Offered advice, yes. Argued with everything everyone said, no lol

Yes when it is up and running I will definitely come back and post my findings.



Vegas Sparky said:


> Will you at least get a spa panel that can accept an extra breaker, "just in case"? :jester:
> 
> I don't think this one's over, except for maybe nap being done with it. :laughing:


Yup I will do that. I think we are done now, right?!?!?! :laughing:


----------



## Vegas Sparky (Jan 6, 2015)

stickboy1375 said:


> This thread is simply amazing... lol...





h22lude said:


> Yup I will do that. I think we are done now, right?!?!?! :laughing:


If you're confident in your understanding of how to wire the spa panel. :thumbsup:


----------



## h22lude (May 10, 2013)

Vegas Sparky said:


> If you're confident in your understanding of how to wire the spa panel. :thumbsup:


I have an easy to read diagram lol It was made by a poster on homebrewtalk.com. It has the 3 wires going in which I have but it had 4 going out, which I don't need. I don't need the neutral going out. The yellow is neutral so on the out side, I'm just not going to put anything there.


----------



## nap (Dec 4, 2007)

h22lude said:


> Offered advice, yes. Argued with everything everyone said, no lol
> g:


which category do I fall in to?

just a thought; 

Sam Adams is a small craft brewer that became big. If you happen to have similar success, might I suggest the name and slogan:


Lude Beer

I know where your mind went. We're not that kind of lewd.


----------



## h22lude (May 10, 2013)

nap said:


> which category do I fall in to?
> 
> just a thought;
> 
> ...


You gave advice :thumbsup:

I like the play on words lol If I make it big I'll be sure to come back and get electrical advice for the brewery. That should be a 500 page thread


----------



## concrete_joe (Oct 6, 2014)

Vegas Sparky said:


> Will you at least get a spa panel that can accept an extra breaker, "just in case"? :jester:
> 
> I don't think this one's over, except for maybe nap being done with it. :laughing:


Eaton has one, i use this for my actual Spa. it comes with the 50A gfi and has two open slots for 120v 20a branch circuits. 
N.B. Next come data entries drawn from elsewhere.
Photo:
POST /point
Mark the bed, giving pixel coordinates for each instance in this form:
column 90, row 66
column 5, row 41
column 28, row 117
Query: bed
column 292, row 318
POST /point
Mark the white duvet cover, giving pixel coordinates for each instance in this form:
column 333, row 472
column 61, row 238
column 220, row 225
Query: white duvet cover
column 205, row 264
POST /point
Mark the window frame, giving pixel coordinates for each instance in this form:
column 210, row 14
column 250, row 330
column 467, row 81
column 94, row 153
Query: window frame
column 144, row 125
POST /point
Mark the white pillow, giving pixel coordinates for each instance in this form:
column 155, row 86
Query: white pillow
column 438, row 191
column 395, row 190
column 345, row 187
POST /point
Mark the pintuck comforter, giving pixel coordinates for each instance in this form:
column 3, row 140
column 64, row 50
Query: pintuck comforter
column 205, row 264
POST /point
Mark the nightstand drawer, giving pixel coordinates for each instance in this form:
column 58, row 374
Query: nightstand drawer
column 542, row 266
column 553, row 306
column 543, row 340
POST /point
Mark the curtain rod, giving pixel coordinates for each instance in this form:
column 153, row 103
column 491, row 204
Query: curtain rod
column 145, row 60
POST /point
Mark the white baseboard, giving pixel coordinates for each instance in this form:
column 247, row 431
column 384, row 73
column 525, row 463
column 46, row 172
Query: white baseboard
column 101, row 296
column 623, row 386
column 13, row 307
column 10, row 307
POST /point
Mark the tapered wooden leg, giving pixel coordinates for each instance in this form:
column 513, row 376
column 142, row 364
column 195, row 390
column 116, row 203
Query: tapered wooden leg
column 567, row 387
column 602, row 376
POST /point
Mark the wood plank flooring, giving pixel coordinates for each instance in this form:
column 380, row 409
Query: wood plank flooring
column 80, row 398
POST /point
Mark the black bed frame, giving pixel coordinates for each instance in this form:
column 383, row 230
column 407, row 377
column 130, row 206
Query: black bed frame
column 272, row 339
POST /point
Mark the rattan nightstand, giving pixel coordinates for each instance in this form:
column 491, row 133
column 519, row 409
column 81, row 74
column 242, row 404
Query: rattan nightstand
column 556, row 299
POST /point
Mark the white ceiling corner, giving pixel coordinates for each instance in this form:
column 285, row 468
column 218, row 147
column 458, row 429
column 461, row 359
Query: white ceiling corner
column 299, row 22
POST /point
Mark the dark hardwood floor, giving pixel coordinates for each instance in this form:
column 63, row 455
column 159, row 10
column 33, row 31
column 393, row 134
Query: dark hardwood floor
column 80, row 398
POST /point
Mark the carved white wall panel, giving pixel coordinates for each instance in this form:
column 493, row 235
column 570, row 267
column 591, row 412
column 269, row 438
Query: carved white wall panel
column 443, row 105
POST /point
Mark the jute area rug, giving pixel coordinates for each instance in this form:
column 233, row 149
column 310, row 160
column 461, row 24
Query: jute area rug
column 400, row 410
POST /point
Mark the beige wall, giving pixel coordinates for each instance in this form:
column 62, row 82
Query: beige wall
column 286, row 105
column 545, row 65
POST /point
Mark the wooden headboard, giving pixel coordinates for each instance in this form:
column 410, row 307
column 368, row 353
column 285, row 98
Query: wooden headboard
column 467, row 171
to make it even more "simple" using spa panel, use one of the branch circuits for the 120v needs of the gizmo, etc.


so the diagram in post #129, you think its ok by NEC to tie the feed white to the load side green wire  ??


----------



## concrete_joe (Oct 6, 2014)

h22lude said:


> 1 50A spa panel. 1 30A 3 prong dryer plug. It will cost me $76.94 plus tax. I haven't made it yet because I need the element to wire it but I assume no more than 10 minutes.
> 
> I'm not sure you are getting what we are talking about. First of all, a GFCI 30A power cord is over $150 and that is usually for just 4 feet and they are hard to find in 30A/240V. What makes it portable is I am basically making a GFCI inline power cord. The element is wired to the out of the spa panel. A 3 prong cord is wired to the in. Easy inline GFCI.



i'd say way off, but ok.

are you hard wiring gizmo to spa panel? do you have two heating elements or just one ??


----------



## nap (Dec 4, 2007)

concrete_joe said:


> to make it even more "simple" using spa panel, use one of the branch circuits for the 120v needs of the gizmo, etc.


well, then we are back to the problem of combining the neutral with the ground. Given what the OP has given us, I believe his best action would be to incorporate the spa panel plugged into the dryer outlet and a separate plug for the 120 volt power plugged into any local general use recep.


----------



## concrete_joe (Oct 6, 2014)

nap said:


> well, then we are back to the problem of combining the neutral with the ground. Given what the OP has given us, I believe his best action would be to incorporate the spa panel plugged into the dryer outlet and a separate plug for the 120 volt power plugged into any local general use recep.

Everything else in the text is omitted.